Distributed attention: heterogeneous distractors | Nature Neuroscience 2011 | Journal of Vision 2012 | Journal of Vision 2013 | Neural Computation 2015 | PLoS ONE 2016

These papers use heterogeneous distractors in visual search.

Distributed attention: multiple-object tracking | Journal of Vision 2009

Tracking multiple objects at once requires dividing attention, but it also has an inference (decision-making) component.

Selective attention: the role of uncertainty | PNAS 2018

We asked whether the brain takes into account the level of uncertainty in setting decision criteria, when uncertainty is manipulated through attention.

Selective attention: ADHD | Computational Psychiatry 2018

We use a new experimental paradigm and a computational model to separately characterize perceptual and executive deficits.

Selective attention: detecting microsaccades | Journal of Vision 2017

Microsaccades have been used as a marker of selective attention. This paper develops a Bayesian method to detect microsaccades in noisy eye tracker data.

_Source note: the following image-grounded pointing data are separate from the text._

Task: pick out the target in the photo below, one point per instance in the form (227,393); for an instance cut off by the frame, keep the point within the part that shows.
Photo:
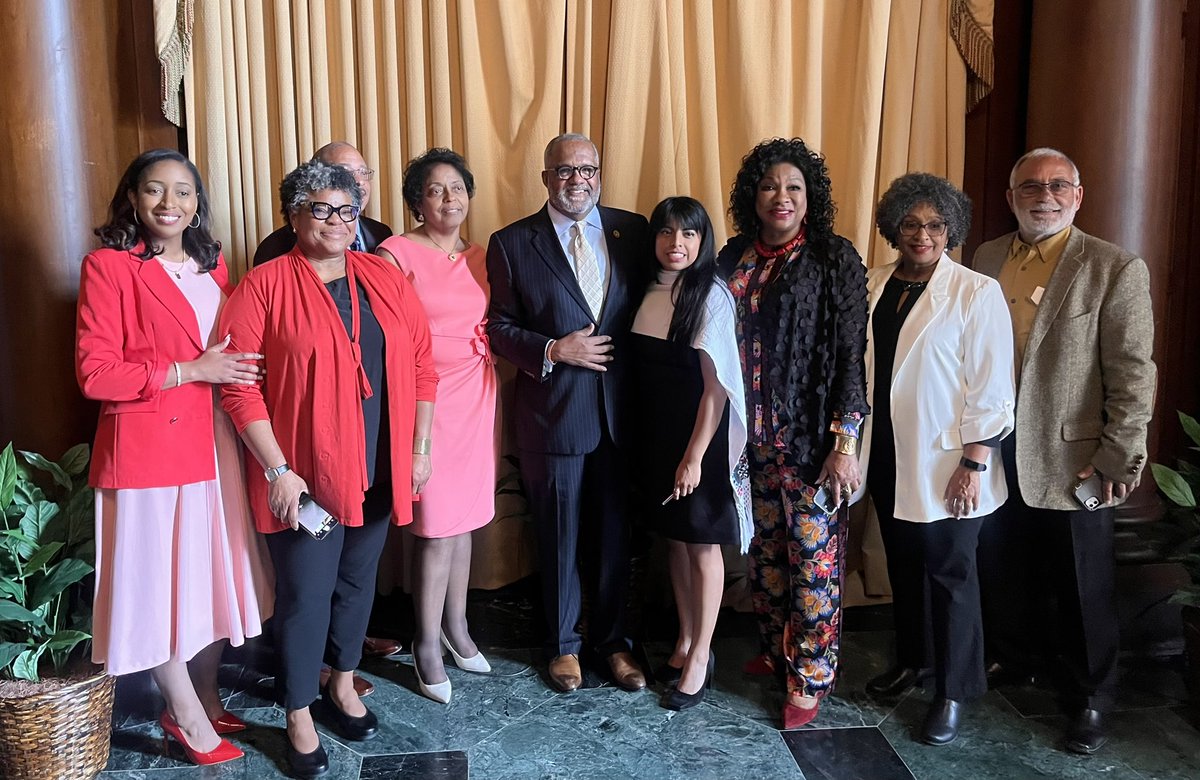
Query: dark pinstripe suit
(569,421)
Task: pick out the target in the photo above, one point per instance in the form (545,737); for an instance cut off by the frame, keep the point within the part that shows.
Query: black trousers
(323,595)
(1048,582)
(579,507)
(935,588)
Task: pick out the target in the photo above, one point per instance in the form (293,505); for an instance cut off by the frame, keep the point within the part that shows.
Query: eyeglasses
(567,172)
(1057,187)
(348,213)
(911,227)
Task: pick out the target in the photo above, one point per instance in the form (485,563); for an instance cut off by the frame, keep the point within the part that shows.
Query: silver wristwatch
(276,473)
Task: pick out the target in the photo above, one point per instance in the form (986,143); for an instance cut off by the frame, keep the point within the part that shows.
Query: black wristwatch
(975,466)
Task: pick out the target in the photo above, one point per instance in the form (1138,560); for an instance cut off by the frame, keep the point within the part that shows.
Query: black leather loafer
(304,766)
(357,729)
(941,723)
(1086,733)
(894,682)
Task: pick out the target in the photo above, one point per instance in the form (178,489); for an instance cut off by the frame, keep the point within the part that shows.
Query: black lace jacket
(815,371)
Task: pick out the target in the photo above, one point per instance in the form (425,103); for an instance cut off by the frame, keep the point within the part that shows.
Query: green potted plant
(55,708)
(1181,489)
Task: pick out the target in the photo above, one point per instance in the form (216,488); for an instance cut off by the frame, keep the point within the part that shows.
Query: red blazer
(313,390)
(131,324)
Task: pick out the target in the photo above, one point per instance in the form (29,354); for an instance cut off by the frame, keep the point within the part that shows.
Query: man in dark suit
(371,232)
(1084,334)
(565,283)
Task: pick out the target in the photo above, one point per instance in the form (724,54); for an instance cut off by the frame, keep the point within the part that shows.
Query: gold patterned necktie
(587,270)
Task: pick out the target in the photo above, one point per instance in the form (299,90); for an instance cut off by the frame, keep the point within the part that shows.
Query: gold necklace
(178,270)
(450,252)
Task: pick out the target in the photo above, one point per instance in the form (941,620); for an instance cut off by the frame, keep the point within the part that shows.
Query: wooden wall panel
(81,101)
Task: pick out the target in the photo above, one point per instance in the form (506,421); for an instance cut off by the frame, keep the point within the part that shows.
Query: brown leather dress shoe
(373,647)
(625,672)
(363,687)
(564,672)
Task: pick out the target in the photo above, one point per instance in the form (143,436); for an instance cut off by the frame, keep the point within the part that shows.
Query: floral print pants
(796,559)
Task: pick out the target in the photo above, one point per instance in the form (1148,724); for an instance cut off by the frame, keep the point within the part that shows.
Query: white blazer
(952,383)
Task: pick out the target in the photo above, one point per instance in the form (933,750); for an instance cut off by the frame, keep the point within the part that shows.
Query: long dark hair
(124,232)
(743,195)
(694,283)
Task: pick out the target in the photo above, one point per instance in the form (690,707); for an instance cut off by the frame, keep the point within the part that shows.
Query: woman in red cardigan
(343,417)
(179,569)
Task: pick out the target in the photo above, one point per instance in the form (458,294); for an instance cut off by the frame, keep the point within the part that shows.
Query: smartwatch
(276,473)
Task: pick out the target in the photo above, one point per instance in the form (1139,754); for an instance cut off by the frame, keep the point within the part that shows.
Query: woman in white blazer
(940,378)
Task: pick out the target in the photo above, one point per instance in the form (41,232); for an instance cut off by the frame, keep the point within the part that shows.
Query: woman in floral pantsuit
(802,330)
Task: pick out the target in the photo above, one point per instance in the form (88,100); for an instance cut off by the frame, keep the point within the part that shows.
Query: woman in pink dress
(450,279)
(179,568)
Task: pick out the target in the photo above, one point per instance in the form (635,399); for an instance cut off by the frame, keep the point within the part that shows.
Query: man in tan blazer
(1084,331)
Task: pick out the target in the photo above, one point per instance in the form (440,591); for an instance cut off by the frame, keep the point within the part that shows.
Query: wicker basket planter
(60,735)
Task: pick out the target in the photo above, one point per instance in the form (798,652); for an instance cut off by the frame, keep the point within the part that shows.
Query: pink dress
(461,495)
(180,568)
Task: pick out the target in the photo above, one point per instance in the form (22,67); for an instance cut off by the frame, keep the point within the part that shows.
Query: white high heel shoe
(437,691)
(477,663)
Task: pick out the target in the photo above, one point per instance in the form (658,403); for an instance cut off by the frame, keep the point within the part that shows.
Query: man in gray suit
(1084,334)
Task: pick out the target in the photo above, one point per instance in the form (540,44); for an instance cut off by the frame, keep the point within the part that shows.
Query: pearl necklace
(450,253)
(177,270)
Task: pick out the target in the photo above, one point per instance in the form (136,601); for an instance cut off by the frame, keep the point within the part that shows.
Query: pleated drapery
(673,91)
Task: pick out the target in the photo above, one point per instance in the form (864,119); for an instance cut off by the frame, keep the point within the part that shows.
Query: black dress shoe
(1086,732)
(895,682)
(357,729)
(677,700)
(941,723)
(307,765)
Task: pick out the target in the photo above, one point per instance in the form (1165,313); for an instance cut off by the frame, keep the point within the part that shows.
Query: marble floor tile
(609,733)
(995,743)
(845,754)
(417,766)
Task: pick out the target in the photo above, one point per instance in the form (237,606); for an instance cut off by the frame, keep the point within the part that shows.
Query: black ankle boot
(941,723)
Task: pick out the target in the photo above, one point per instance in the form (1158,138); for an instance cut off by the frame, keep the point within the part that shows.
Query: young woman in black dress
(691,431)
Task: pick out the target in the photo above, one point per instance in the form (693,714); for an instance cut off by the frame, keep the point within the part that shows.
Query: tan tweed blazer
(1085,390)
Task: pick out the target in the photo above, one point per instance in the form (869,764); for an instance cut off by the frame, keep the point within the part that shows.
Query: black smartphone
(1091,492)
(313,519)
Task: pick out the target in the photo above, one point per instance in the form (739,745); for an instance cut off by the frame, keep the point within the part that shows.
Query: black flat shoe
(357,729)
(667,675)
(894,682)
(941,723)
(1086,735)
(304,766)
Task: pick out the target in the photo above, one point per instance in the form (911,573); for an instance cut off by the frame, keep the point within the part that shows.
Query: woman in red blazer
(343,417)
(179,570)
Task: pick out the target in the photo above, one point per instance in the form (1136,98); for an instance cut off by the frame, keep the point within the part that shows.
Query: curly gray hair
(311,177)
(913,189)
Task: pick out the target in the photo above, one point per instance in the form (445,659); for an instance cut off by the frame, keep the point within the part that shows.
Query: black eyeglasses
(567,172)
(911,227)
(348,213)
(1057,187)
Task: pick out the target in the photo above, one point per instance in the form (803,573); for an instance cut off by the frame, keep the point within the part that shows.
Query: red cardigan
(313,388)
(131,324)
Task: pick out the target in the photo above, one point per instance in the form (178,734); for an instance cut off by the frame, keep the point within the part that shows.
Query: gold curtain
(673,93)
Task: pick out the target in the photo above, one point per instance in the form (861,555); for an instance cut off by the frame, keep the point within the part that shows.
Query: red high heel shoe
(796,717)
(227,724)
(222,753)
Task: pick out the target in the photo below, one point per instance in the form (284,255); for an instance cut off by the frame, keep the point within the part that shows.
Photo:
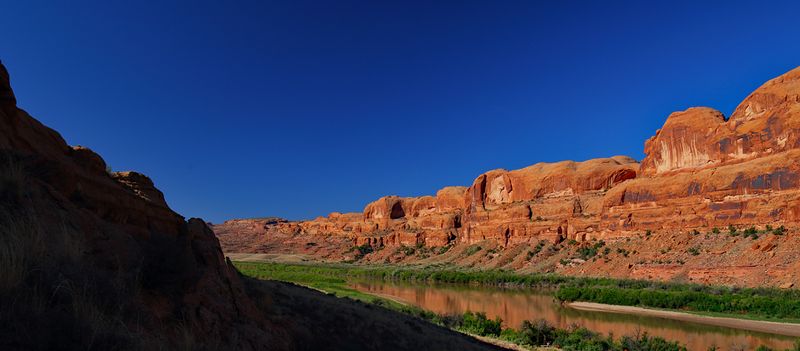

Neural coding and neural computation

Bayesian inference is a successful mathematical framework for describing how humans and other animals make perceptual decisions under uncertainty. This raises the question how neural circuits implement, and learn to implement, Bayesian inference. Our lab has developed theories for such implementation; these theories establish experimentally testable correspondences between neural population activity and Bayesian behavior. We have proposed how Bayesian cue combination could be implemented using populations of cortical neurons; we call this form of coding probabilistic population codes (PPCs). Physiologists have since confirmed several predictions arising from this framework. We have generalized the theories to more complex computations, including decision-making, visual search, and categorization, often including detailed human behavioral experiments. We have shown that behaviorally relevant perceptual uncertainty can be decoded from fMRI activity. Most recently, we discovered that generic neural networks can easily learn to approximate Bayesian computation. Ongoing NIH-funded research in collaboration with the laboratory of Andreas Tolias strives to elucidate how neural populations encode uncertainty in primary visual cortex.

Current projects:

  • How is uncertainty encoded and propagated in visual categorization? Edgar Walker and Andreas Tolias.
Reviews | Current Opinion in Neurobiology 2008 | Vision Research 2010 | Annual Review of Neuroscience 2014

Cue combination | Nature Neuroscience 2006

Foundational paper of probabilistic population codes, with an application to cue combination.

Decision-making | Neuron 2008

Tasks in which the observer accumulates evidence over time. We introduce an alternative to the drift-diffusion model.

Experimentals tests of the likelihood component of probabilistic population codes | Nature Neuroscience 2015

In these papers, we show that behaviorally relevant likelihood functions (and associated uncertainty) can be decoded on a trial-by-trial basis from either the BOLD response in early visual cortex or from multi-unit activity in V1 .

Physiological tests of Poisson-like variability | Journal of Neuroscience 2012

In this paper, we examine some of the basic predictions of Poisson-like PPCs in monkey primate visual cortex.

More complex probabilistic inference with PPCs | Nature Neuroscience 2011 (visual search) | PNAS 2013 (categorization) | Multisensory Research 2013 (causal inference)

These papers describe how more complex computations could be implemented using probabilistic population codes.

Neural population coding of multiple stimuli | Journal of Neuroscience 2015

We ask what happens if a single population has to encode multiple stimuli.

Probabilistic inference with generic neural networks | Nature Communications 2017

This paper uses a radically different approach from the papers above: instead of manually constructing networks, we train very simple neural networks, with comparable results. This paper reflects our current thinking on the neural implementation of Bayesian computation.

Neural mechanisms of working memory | Nature Neuroscience 2019

In neural networks, we examine what task properties and what intrinsic network properties determine whether the mechanisms of maintenance of working memory are more sequential (across the population) or more persistent (within single neurons).